Visual text, including text-based controls can be scaled so that they can be read directly by users with visual impairments without using assistive technology such as a screen magnifier. Text must be able to be resized up to 200 percent without loss of content or function.
We have improved our website to include a visible focus on the hamburger menu when resized to 200% in July 2021.
Images with text
Images of text cause problems for users who need to adjust how visual content like font size, spacing or colours are displayed. The image quality can reduce and become blurry when users increase page magnification. As of June 2021 we have worked to remove images of text with significant content with no real text alternative.
Pause, Stop, Hide
Content that moves, flashes or updates automatically can be a severe distraction for certain users, making it difficult to use the page. It can also cause problems for assistive technologies like screen readers.

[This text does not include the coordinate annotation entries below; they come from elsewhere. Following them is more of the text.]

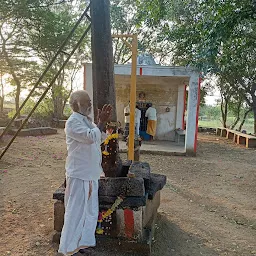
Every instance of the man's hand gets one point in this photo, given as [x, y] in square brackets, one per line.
[105, 114]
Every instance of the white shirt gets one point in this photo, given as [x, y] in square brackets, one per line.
[83, 140]
[127, 111]
[137, 116]
[151, 114]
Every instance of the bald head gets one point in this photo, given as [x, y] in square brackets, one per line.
[80, 102]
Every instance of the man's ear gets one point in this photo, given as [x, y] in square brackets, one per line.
[76, 106]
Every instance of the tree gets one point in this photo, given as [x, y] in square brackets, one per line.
[34, 31]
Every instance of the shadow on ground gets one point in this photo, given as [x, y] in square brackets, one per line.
[171, 240]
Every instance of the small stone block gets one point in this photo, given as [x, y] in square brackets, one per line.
[56, 237]
[59, 194]
[157, 183]
[59, 212]
[141, 170]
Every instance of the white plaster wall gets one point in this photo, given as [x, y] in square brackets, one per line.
[180, 107]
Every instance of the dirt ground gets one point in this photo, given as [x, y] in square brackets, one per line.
[208, 206]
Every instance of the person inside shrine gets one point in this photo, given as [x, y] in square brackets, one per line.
[137, 120]
[83, 170]
[152, 121]
[126, 120]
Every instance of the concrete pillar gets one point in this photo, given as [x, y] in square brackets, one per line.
[192, 114]
[180, 107]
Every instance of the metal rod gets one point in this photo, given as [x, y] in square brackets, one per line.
[133, 98]
[45, 92]
[126, 43]
[46, 70]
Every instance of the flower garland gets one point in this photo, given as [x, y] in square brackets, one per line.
[106, 214]
[106, 142]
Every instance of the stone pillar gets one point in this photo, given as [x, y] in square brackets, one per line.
[180, 107]
[192, 114]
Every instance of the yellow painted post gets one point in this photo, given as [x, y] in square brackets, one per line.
[133, 98]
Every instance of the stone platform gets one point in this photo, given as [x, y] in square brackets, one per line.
[157, 147]
[132, 224]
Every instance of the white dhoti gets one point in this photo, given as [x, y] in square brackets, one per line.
[81, 215]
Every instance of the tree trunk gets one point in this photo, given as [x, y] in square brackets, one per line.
[14, 76]
[253, 94]
[244, 119]
[239, 105]
[103, 77]
[224, 110]
[58, 100]
[102, 57]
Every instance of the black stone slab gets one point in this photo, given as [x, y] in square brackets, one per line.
[157, 183]
[130, 202]
[121, 186]
[141, 170]
[125, 168]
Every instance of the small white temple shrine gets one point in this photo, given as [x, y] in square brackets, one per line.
[166, 88]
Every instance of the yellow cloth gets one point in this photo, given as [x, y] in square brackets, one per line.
[151, 129]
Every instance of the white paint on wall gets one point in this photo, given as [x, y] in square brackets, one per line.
[180, 107]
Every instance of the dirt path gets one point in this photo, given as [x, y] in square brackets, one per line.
[208, 205]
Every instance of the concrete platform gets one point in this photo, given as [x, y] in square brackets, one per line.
[158, 147]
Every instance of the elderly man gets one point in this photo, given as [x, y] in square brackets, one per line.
[83, 169]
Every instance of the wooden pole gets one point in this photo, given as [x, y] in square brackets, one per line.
[102, 57]
[133, 98]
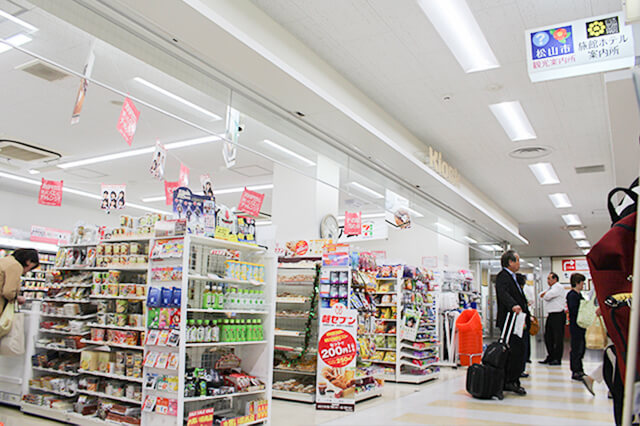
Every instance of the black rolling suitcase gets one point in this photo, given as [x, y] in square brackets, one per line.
[486, 380]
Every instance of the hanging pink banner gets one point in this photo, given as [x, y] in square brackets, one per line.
[352, 223]
[50, 193]
[128, 121]
[251, 202]
[169, 188]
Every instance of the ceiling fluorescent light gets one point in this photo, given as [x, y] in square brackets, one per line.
[177, 98]
[85, 194]
[578, 235]
[415, 212]
[366, 190]
[545, 173]
[18, 21]
[571, 219]
[560, 200]
[16, 40]
[289, 152]
[460, 31]
[513, 120]
[140, 151]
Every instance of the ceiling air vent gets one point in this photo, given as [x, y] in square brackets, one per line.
[18, 151]
[530, 152]
[42, 70]
[590, 169]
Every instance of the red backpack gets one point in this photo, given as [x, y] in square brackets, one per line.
[611, 266]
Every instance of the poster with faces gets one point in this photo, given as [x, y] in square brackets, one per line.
[113, 197]
[158, 161]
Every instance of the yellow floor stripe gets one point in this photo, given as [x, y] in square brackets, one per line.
[588, 399]
[429, 419]
[497, 407]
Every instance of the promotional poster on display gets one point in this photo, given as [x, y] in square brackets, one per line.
[198, 210]
[113, 197]
[158, 161]
[335, 383]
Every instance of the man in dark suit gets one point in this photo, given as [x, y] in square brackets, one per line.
[511, 298]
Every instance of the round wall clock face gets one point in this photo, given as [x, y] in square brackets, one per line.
[329, 227]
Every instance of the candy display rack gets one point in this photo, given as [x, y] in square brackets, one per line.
[220, 337]
[296, 332]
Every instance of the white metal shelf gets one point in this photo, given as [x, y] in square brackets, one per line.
[56, 371]
[67, 394]
[224, 280]
[230, 395]
[294, 396]
[63, 332]
[107, 396]
[114, 345]
[197, 345]
[81, 317]
[111, 376]
[116, 327]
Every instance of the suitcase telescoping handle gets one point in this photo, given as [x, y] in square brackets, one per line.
[508, 324]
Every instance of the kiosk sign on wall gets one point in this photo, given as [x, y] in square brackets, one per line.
[337, 350]
[586, 46]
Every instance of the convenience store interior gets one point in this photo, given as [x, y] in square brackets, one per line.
[339, 104]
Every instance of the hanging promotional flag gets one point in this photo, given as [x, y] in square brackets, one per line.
[50, 193]
[250, 202]
[207, 186]
[169, 188]
[183, 178]
[113, 197]
[397, 210]
[352, 223]
[82, 90]
[229, 149]
[157, 161]
[128, 121]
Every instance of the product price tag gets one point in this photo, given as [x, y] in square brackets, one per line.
[128, 121]
[50, 193]
[251, 202]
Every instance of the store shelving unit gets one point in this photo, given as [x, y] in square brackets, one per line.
[294, 314]
[202, 275]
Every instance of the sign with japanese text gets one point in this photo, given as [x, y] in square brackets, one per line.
[43, 234]
[585, 46]
[337, 351]
[169, 188]
[128, 121]
[352, 223]
[201, 417]
[251, 202]
[50, 193]
[183, 178]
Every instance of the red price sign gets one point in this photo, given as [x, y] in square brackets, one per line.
[128, 120]
[251, 202]
[352, 223]
[337, 348]
[169, 187]
[50, 193]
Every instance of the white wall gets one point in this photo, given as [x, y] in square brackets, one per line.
[410, 245]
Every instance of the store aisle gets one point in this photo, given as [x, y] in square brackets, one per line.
[552, 398]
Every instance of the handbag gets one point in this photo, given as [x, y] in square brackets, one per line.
[596, 335]
[6, 319]
[12, 344]
[586, 313]
[535, 326]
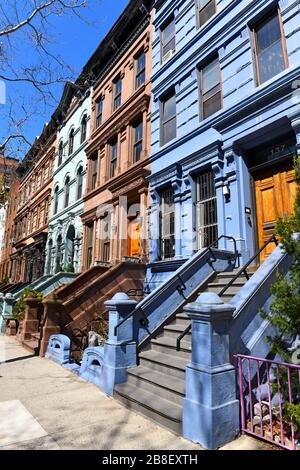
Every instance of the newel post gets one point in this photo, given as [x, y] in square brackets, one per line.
[52, 310]
[31, 321]
[120, 348]
[210, 407]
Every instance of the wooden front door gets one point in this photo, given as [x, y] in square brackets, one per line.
[275, 196]
[134, 239]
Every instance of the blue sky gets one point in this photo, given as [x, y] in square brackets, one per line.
[75, 41]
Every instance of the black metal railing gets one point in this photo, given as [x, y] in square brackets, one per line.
[243, 270]
[181, 287]
[78, 344]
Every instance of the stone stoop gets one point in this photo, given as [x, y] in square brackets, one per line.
[156, 387]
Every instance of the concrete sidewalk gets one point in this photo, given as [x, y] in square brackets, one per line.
[44, 406]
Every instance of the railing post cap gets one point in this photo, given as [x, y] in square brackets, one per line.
[209, 306]
[209, 298]
[120, 299]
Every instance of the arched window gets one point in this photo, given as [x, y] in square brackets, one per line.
[71, 142]
[60, 153]
[67, 191]
[56, 200]
[79, 182]
[83, 129]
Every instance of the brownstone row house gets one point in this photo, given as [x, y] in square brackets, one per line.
[33, 207]
[9, 191]
[116, 198]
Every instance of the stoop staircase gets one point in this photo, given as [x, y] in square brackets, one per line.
[156, 387]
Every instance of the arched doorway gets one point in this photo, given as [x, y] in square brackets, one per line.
[69, 248]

As of 26th July 2021 we have added a method to allow users to control the frequency for content that automatically begins ‘auto-updating’ in our banner carousels.
Reflow or ‘responsive web design’ helps users with low vision who may need to enlarge text on a webpage and read it in a single column without scrolling in more than one direction. It also helps users who are viewing the page on a mobile device.

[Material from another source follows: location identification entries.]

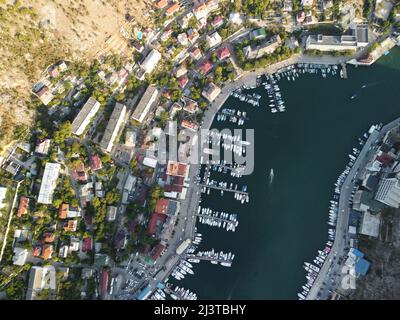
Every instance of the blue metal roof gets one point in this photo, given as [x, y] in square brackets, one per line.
[362, 267]
[357, 253]
[160, 285]
[142, 294]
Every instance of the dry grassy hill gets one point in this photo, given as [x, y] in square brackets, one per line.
[36, 33]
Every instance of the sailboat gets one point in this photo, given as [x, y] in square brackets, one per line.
[271, 175]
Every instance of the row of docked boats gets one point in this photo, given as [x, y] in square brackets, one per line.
[182, 269]
[223, 258]
[250, 98]
[183, 294]
[232, 115]
[313, 270]
[218, 219]
[276, 102]
[235, 170]
[323, 69]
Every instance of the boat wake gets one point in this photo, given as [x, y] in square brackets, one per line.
[372, 84]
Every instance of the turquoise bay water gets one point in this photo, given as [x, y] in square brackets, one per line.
[285, 222]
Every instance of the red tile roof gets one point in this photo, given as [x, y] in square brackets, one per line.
[104, 282]
[217, 21]
[223, 53]
[23, 206]
[47, 251]
[205, 67]
[87, 244]
[173, 8]
[195, 52]
[95, 162]
[156, 252]
[162, 3]
[162, 206]
[183, 81]
[176, 168]
[156, 220]
[62, 211]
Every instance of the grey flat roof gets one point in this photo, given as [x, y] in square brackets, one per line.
[144, 101]
[362, 34]
[111, 125]
[83, 113]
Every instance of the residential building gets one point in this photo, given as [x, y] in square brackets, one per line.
[150, 162]
[166, 34]
[151, 61]
[23, 206]
[177, 169]
[211, 92]
[184, 21]
[192, 36]
[70, 225]
[189, 105]
[195, 53]
[3, 195]
[183, 81]
[258, 34]
[84, 116]
[307, 3]
[20, 256]
[146, 102]
[187, 124]
[213, 39]
[181, 70]
[95, 162]
[67, 212]
[236, 18]
[223, 53]
[173, 8]
[111, 213]
[357, 39]
[205, 67]
[217, 22]
[47, 252]
[113, 126]
[268, 47]
[156, 223]
[43, 147]
[389, 191]
[183, 39]
[200, 11]
[49, 183]
[161, 4]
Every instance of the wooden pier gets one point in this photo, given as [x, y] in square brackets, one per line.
[217, 219]
[206, 258]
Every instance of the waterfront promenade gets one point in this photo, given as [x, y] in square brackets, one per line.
[331, 269]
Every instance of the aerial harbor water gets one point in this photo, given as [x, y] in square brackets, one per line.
[299, 154]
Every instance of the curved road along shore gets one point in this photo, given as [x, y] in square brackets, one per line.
[332, 266]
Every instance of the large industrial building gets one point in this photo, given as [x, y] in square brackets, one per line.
[357, 39]
[40, 278]
[389, 192]
[145, 103]
[49, 182]
[84, 116]
[113, 126]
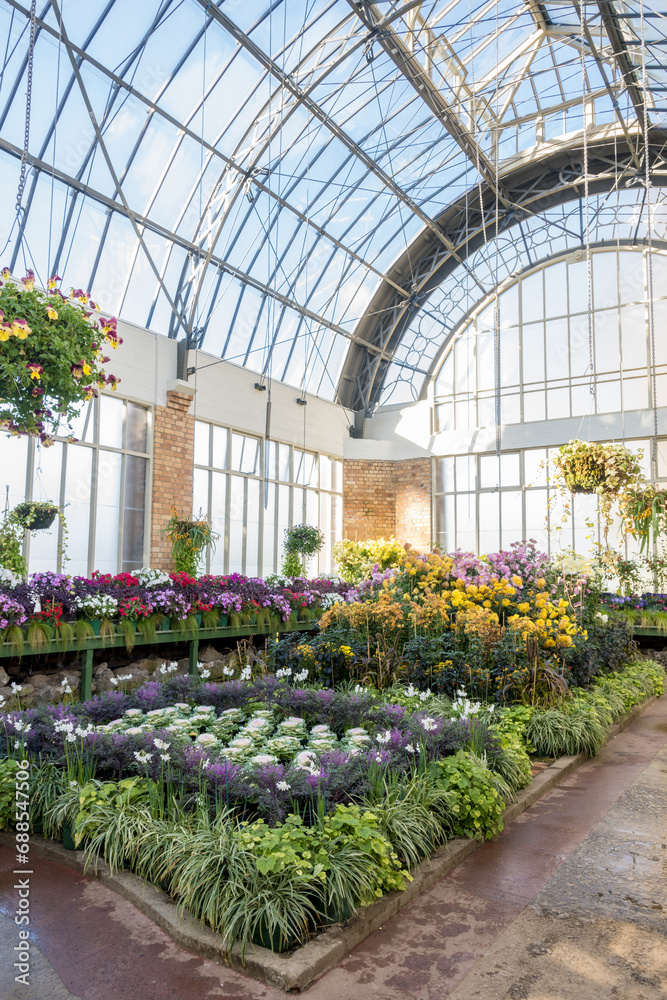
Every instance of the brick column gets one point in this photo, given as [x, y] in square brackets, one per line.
[388, 498]
[173, 467]
[413, 502]
[369, 499]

If a page does not support reflow it can appear smaller and more difficult to use or content may be cut off.
We have improved visible focus throughout our pages to make it easier for user to tell what functionality is actionable via keyboard at both 200% and 400%.
Poor colour contrast makes it difficult for someone with sight loss to see the content properly. If there is a big difference between the background and foreground colours it should be much easier to see the difference between them.
As of July 2021, we have improved the colour contrast of our header menu on our homepage, the date on our news highlights and improved our Covid Information page.
Users should be able to navigate a web page in an order that makes sense. Keyboard navigation should reflect a navigation sequence that is consistent with the meaning of content. Logical navigation reduces confusion and shows logical relationships between content and components.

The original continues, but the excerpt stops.